Elles se plaignent de leur vie seule. On parle de tout et de rien, de notre jeunesse, de nos enfants. C'est surtout celle chez qui on est qui parle, qui parle, de ses nouvelles relations, beaucoup de relations.  Elle demande peu de choses sur nous.

Bon, c'était pas la sortie du siècle mais çà m'a tout de même changé les idées.

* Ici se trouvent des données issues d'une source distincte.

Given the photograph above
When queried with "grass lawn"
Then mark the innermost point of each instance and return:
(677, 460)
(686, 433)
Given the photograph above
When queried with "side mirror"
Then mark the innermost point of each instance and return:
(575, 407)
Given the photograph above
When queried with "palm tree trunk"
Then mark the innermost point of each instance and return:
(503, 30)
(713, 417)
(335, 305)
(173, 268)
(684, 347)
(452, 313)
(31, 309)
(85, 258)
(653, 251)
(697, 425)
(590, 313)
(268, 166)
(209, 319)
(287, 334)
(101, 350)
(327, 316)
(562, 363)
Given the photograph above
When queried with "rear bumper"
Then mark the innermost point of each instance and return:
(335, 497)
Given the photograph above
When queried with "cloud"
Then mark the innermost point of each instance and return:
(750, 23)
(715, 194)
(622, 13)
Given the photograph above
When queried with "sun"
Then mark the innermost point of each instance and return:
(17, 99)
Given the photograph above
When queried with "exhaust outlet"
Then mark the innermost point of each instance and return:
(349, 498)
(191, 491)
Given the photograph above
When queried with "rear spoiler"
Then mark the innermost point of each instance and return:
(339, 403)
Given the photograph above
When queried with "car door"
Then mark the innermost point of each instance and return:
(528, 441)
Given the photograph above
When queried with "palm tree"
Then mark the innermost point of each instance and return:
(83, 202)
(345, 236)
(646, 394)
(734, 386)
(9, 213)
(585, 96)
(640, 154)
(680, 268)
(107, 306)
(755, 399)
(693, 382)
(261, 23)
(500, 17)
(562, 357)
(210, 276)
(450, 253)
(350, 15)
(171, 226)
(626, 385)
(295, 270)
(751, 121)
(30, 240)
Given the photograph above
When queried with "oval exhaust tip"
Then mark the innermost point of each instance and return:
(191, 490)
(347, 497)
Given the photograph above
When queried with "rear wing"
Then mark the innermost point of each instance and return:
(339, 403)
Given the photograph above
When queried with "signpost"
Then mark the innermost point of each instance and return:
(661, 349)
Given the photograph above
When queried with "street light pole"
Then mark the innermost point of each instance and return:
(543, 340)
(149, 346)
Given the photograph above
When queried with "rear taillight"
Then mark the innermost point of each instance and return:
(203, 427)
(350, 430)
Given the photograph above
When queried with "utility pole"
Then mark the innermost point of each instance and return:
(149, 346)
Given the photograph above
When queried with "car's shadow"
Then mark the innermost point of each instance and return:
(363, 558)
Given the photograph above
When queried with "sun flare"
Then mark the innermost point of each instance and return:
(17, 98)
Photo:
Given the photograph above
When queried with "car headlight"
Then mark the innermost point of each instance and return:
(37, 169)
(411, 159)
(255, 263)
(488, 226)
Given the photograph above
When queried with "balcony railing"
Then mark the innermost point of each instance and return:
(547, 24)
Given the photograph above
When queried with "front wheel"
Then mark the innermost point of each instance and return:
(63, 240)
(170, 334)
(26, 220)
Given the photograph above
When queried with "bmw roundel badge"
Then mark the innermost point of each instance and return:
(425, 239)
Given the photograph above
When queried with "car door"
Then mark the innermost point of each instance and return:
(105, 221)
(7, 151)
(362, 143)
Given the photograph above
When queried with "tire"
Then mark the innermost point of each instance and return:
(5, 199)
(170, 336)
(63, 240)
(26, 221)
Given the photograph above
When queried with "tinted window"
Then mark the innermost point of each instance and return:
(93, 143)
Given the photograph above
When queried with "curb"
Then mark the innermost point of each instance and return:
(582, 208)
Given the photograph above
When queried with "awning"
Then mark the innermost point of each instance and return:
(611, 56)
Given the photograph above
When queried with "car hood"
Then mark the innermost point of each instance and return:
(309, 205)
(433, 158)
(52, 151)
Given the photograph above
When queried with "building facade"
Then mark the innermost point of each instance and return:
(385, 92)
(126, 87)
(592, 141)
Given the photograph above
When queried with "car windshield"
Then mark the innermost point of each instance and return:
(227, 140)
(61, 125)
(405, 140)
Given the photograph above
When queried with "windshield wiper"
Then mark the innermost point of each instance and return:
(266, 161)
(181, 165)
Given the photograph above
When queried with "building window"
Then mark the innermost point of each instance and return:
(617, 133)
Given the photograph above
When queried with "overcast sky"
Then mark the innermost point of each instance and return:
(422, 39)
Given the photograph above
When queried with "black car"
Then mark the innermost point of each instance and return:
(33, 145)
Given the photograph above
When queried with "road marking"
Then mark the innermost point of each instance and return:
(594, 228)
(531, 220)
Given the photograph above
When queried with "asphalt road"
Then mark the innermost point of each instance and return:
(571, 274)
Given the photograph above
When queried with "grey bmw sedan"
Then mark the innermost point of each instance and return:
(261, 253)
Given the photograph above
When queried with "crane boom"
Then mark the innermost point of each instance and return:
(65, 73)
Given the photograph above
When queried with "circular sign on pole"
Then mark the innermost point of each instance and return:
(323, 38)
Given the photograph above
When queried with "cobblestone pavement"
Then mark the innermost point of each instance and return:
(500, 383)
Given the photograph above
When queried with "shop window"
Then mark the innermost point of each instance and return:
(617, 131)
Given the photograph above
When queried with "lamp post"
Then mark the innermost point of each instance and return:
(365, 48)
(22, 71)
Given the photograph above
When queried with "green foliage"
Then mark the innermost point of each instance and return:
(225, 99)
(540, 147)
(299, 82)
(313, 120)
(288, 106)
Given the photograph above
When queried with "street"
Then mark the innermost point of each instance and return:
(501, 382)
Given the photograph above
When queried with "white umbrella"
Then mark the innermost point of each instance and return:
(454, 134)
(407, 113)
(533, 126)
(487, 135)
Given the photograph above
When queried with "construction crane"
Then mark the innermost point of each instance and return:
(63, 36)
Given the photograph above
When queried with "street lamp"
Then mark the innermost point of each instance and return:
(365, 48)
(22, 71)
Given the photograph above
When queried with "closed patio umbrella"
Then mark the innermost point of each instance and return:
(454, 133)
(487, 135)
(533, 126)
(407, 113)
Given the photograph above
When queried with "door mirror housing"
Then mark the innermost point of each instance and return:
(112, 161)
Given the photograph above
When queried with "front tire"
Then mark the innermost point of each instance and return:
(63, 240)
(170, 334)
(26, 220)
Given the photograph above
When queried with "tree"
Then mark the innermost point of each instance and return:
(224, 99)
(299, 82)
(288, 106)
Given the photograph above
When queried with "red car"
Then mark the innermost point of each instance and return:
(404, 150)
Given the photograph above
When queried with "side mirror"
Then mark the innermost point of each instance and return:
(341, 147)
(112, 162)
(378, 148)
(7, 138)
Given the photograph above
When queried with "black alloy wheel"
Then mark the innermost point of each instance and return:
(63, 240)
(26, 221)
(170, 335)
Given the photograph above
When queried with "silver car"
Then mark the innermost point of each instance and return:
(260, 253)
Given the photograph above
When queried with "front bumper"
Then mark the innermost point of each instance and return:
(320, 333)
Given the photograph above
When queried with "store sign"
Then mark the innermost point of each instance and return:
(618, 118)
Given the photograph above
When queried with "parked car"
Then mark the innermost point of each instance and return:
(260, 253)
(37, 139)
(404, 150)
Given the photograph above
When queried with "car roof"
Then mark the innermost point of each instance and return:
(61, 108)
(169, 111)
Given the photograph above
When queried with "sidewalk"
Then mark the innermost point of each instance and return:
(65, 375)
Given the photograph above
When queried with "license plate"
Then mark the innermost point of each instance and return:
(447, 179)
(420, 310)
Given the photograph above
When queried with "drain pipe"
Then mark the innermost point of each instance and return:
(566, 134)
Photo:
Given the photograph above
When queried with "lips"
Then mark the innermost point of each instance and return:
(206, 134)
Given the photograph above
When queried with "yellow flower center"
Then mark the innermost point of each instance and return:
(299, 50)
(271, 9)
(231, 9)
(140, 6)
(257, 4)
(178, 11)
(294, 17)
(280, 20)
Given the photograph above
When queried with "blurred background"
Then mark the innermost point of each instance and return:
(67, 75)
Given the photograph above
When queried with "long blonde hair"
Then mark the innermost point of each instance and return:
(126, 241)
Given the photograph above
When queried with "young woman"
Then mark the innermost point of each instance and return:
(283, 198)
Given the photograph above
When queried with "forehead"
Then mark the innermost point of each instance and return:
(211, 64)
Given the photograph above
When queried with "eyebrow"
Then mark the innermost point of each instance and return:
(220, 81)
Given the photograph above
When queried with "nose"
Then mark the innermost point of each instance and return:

Et puis ma fille est partie ce soir jusqu'à demain soir, le temps de reprendre mes esprits. Nous avons beaucoup de mal à cohabiter et de toute façon, il faut qu'elle prenne un logement car je ne saurai tenir.

28 juillet 2009

Ils ont osé ....

Lors de notre voyage de février à la Réunion, nous avions rencontré 2 couples de bretons qui suivaient quasiment le même itinéraire que nous. D'ailleurs, on se retrouvait sans se le dire dans les mêmes endroits et du coup, on avait bien sympathisé autour de nombreux ti-punch. On avait le même vol de retour. Et une fois à Paris, nous avions échangé nos adresses, échangé aussi quelques mails avec photos. Puis silence. Il y a quelques jours, mon mari reçoit un coup de fil : c'était eux. Ils proposaient de venir nous voir avec leur camping car et passé le week end. Pour un couple, c'était leur départ en vacances et donc ils continuaient leur chemin, pour l'autre couple, c'était juste le temps d'un week end. On contacte nos amis, ils sont libres le samedi, ça va le faire. Mais j'avoue je ne suis pas trop habituée à me faire surprendre de la sorte. Allez, c'est oui. Ils arrivent samedi après midi. J'appelle nos amis pour nous rejoindre. Après évocation de nos chouettes souvenirs de vacances, on leur fait visiter autour de chez nous (oui, c'est historique auprès de chez nous, beau domaine avec forêt et étang, et de l'histoire du temps des guerres de v...) Quelques photos, un sauvetage de hérissons prisonniers (trop drôle), une belle promenade, retour à la maison, puis départ chez nos amis pour dîner (nous avons organisé le dîner mon amie et moi : elle l'apéro, l'entrée, et moi la suite). Pas de prise de tête. Avant, on fait le tour de la commune en voiture. C'est charmant aussi, d'ailleurs nous allons peut être devenir "cité de caractère". On rentre tard. Ils dorment dans leur maison ambulante. Et dimanche midi, repas simple chez nous. Pas de petit plat dans les grands. Mon homme a du travail, il ne sera pas très disponible ce jour là. L'après midi, je les emmène au festival, hélas c'est moyen le programme, le meilleur est pour le soir et nous devons rentrer avant. Un couple repart, l'autre dîne avec nous vite fait et reste encore une nuit. Mon mari leur offre une petite ballade à cheval lundi matin. Lundi midi, ils partent. Promis, on se reverra. C'est comme si on se connaissait depuis toujours. Et puis ils aiment la simplicité et moi avec, car comme ça le stress se gère mieux. Je suis quand même fatiguée depuis le week end. Manque d'habitude. Le plus drôle, c'est qu'on aurait pas du se rencontrer, puisqu'ils partaient en voyage en Guadeloupe quand il y a eu les évènements, et l'agence les a réorientés vers la Réunion. Ben, je progresse.